Review of The Field

The Field (1990)
7/10
Shakespeare in Ireland
29 December 2005
Warning: Spoilers
Visually, this is a stunning movie, filmed on location in the west of Ireland. The scenery is breathtaking, even when viewed, as I did, on TV. It's the perfect backdrop for a story that focuses on the darker side of human nature. A man, Bull McCabe played by Richard Harris, tries to do what he believes to be right. And he IS right, in a certain sense, but he has become obsessed and gradually slips into madness. The field of the title is the tract of land he's worked all his life and which is now being sold to the highest bidder. He cannot accept this, nor that it is being bought by an outsider, an American with Irish roots.
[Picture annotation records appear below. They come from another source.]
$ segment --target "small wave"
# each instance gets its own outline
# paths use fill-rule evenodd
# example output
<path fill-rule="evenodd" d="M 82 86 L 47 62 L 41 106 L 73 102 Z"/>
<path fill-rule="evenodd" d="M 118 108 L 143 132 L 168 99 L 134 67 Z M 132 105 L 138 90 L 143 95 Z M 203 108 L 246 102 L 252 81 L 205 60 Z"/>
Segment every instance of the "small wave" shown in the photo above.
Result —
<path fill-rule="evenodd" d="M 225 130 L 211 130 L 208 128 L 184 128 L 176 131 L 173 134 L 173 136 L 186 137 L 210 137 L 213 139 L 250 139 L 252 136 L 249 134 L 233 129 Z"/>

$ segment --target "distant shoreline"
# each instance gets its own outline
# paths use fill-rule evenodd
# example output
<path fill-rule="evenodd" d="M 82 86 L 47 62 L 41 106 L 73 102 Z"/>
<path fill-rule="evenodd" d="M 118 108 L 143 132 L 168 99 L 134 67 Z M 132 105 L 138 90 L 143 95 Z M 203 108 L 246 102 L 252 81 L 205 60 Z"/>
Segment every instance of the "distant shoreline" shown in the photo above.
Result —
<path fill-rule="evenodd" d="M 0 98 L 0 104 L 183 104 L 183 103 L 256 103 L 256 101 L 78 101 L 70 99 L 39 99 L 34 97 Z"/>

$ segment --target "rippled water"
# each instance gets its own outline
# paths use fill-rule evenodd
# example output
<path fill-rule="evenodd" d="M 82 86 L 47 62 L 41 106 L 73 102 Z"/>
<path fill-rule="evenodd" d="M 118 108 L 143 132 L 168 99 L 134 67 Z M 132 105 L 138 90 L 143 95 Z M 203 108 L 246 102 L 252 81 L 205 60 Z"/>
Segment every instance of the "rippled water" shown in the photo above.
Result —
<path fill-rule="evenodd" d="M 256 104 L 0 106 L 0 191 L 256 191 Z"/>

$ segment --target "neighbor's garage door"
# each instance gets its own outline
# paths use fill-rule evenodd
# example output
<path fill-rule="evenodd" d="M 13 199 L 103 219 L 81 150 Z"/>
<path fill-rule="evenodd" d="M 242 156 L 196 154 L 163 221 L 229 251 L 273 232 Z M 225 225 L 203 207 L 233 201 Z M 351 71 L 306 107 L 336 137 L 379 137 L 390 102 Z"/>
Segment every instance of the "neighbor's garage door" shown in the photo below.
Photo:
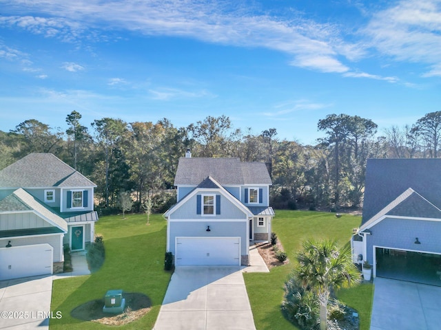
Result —
<path fill-rule="evenodd" d="M 240 237 L 176 237 L 175 264 L 240 265 Z"/>
<path fill-rule="evenodd" d="M 52 274 L 53 255 L 49 244 L 0 248 L 0 280 Z"/>

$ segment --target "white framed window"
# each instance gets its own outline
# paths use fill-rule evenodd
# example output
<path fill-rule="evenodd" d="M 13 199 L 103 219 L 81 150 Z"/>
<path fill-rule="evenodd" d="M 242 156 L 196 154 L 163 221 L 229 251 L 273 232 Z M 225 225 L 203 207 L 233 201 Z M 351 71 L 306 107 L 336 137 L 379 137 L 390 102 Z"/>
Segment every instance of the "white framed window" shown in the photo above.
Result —
<path fill-rule="evenodd" d="M 72 190 L 72 208 L 83 207 L 83 190 Z"/>
<path fill-rule="evenodd" d="M 44 190 L 44 201 L 45 203 L 53 203 L 55 201 L 54 189 L 48 189 Z"/>
<path fill-rule="evenodd" d="M 257 188 L 250 188 L 248 190 L 248 202 L 249 204 L 259 202 L 259 190 Z"/>
<path fill-rule="evenodd" d="M 216 195 L 202 195 L 202 215 L 215 215 L 216 214 Z"/>

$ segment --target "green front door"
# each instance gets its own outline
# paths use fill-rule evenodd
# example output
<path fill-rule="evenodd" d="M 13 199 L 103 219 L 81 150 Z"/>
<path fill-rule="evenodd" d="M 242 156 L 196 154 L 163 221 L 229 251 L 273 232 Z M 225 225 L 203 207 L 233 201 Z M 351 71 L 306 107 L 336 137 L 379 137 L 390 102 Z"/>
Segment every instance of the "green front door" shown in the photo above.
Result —
<path fill-rule="evenodd" d="M 84 227 L 72 227 L 72 239 L 71 239 L 71 250 L 75 251 L 76 250 L 84 250 L 83 246 L 83 238 L 84 235 Z"/>

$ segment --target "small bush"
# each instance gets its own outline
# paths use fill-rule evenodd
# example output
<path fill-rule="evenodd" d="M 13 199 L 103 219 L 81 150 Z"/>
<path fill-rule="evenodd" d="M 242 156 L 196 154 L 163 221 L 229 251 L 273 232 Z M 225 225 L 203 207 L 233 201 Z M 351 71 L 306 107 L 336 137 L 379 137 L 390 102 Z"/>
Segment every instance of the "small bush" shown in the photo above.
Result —
<path fill-rule="evenodd" d="M 314 292 L 304 288 L 292 276 L 285 284 L 282 309 L 289 320 L 302 329 L 318 329 L 318 300 Z"/>
<path fill-rule="evenodd" d="M 173 254 L 172 252 L 165 252 L 165 260 L 164 261 L 164 270 L 172 270 L 173 268 Z"/>
<path fill-rule="evenodd" d="M 96 272 L 101 268 L 104 263 L 104 243 L 101 237 L 101 240 L 99 242 L 95 241 L 90 244 L 86 254 L 86 259 L 89 264 L 90 272 Z"/>
<path fill-rule="evenodd" d="M 278 260 L 280 263 L 283 263 L 283 261 L 287 260 L 287 258 L 288 258 L 288 255 L 285 251 L 277 251 L 276 252 L 276 258 L 277 258 L 277 260 Z"/>
<path fill-rule="evenodd" d="M 346 316 L 346 306 L 336 299 L 330 299 L 328 302 L 328 320 L 340 321 Z"/>
<path fill-rule="evenodd" d="M 277 234 L 274 232 L 271 233 L 271 245 L 275 245 L 277 244 Z"/>

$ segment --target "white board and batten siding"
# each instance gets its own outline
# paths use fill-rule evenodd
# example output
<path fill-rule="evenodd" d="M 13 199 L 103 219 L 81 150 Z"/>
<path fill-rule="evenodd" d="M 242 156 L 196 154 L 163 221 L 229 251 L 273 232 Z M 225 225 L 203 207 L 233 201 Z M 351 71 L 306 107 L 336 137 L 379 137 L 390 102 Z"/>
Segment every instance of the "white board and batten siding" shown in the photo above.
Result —
<path fill-rule="evenodd" d="M 0 248 L 0 280 L 52 274 L 54 249 L 49 244 Z"/>
<path fill-rule="evenodd" d="M 240 237 L 176 237 L 175 265 L 240 265 Z"/>

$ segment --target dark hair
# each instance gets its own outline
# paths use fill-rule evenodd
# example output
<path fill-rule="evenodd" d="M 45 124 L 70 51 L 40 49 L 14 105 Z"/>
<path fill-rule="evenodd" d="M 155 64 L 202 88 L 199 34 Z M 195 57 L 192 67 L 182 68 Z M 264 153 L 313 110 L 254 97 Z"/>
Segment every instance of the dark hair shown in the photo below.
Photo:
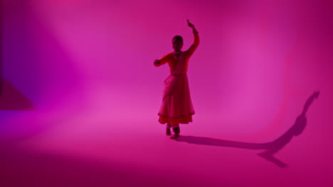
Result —
<path fill-rule="evenodd" d="M 174 36 L 174 38 L 172 38 L 172 40 L 179 40 L 179 41 L 181 42 L 181 43 L 183 43 L 183 37 L 181 37 L 181 35 Z"/>

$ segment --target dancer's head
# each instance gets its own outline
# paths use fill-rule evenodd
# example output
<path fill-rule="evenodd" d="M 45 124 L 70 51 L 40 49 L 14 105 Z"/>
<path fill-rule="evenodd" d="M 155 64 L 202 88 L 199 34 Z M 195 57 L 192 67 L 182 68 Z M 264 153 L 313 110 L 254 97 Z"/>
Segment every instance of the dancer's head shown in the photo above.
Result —
<path fill-rule="evenodd" d="M 172 38 L 172 47 L 174 51 L 179 52 L 183 47 L 183 38 L 180 35 L 175 35 Z"/>

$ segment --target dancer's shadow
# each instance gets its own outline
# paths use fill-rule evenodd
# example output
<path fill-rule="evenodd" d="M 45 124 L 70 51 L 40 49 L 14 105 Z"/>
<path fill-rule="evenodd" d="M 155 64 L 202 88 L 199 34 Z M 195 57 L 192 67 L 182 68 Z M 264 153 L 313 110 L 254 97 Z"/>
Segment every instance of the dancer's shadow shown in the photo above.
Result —
<path fill-rule="evenodd" d="M 265 159 L 274 163 L 280 167 L 285 167 L 286 164 L 275 158 L 273 154 L 280 151 L 283 147 L 288 144 L 292 137 L 297 136 L 302 134 L 305 126 L 307 125 L 307 113 L 309 107 L 312 103 L 314 98 L 317 98 L 319 92 L 313 93 L 309 97 L 303 108 L 302 113 L 298 115 L 294 125 L 282 135 L 275 140 L 266 143 L 248 143 L 236 141 L 229 141 L 219 139 L 214 139 L 204 137 L 194 136 L 181 136 L 176 141 L 185 142 L 191 144 L 219 146 L 219 147 L 231 147 L 237 148 L 243 148 L 249 149 L 263 149 L 264 152 L 259 153 L 258 155 Z"/>

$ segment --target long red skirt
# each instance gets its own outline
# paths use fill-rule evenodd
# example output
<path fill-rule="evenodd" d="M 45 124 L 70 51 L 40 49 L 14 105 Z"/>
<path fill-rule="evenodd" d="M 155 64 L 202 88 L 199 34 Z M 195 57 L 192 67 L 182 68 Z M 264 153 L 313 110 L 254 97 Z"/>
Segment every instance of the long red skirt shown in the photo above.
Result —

The film gives the viewer a powerful sense of the way Irish history (especially the double trauma of the famine and emigration) has shaped the emotions of a man like McCabe. It is as if he carries the whole tragedy of his people within, all the despair finally erupting in a fit of violence. This is where the film takes on an almost Shakespearian hue in the way events roll on like a juggernaut, beyond McCabe's control, deeper and deeper into tragedy. Richard Harris's performance is marvelous, playing McCabe as an Irish King Lear, proud, brutal, willful, but ultimately one of God's creatures: powerless to control his and other peoples lives, and you cannot help but pity him. Among the supporting cast, John Hurt gives an excellent performance, and the rest are certainly adequate. But it seems to me as if their characters stay sketches compared to the full canvas painting of Harris's McCabe. Even Sean Bean as McCabe's son, is very pale, and the sub-plot concerning his involvement with a tinker girl seems a bit contrived, almost trivializing the tension between him and the old man. Also, there seems to me to be a little trouble with the pacing; events go wrong too fast. Maybe too much was lost in the cutting room, as there are some awkward shifts. It's a pity because it tends to turn tragedy into simple accident. Nevertheless, it is a movie well worth seeing, and the first five minutes with the old man and his son gathering sea-weed by the shore, then carrying it across the mountains, in that beautiful Irish landscape, is almost worth the price alone.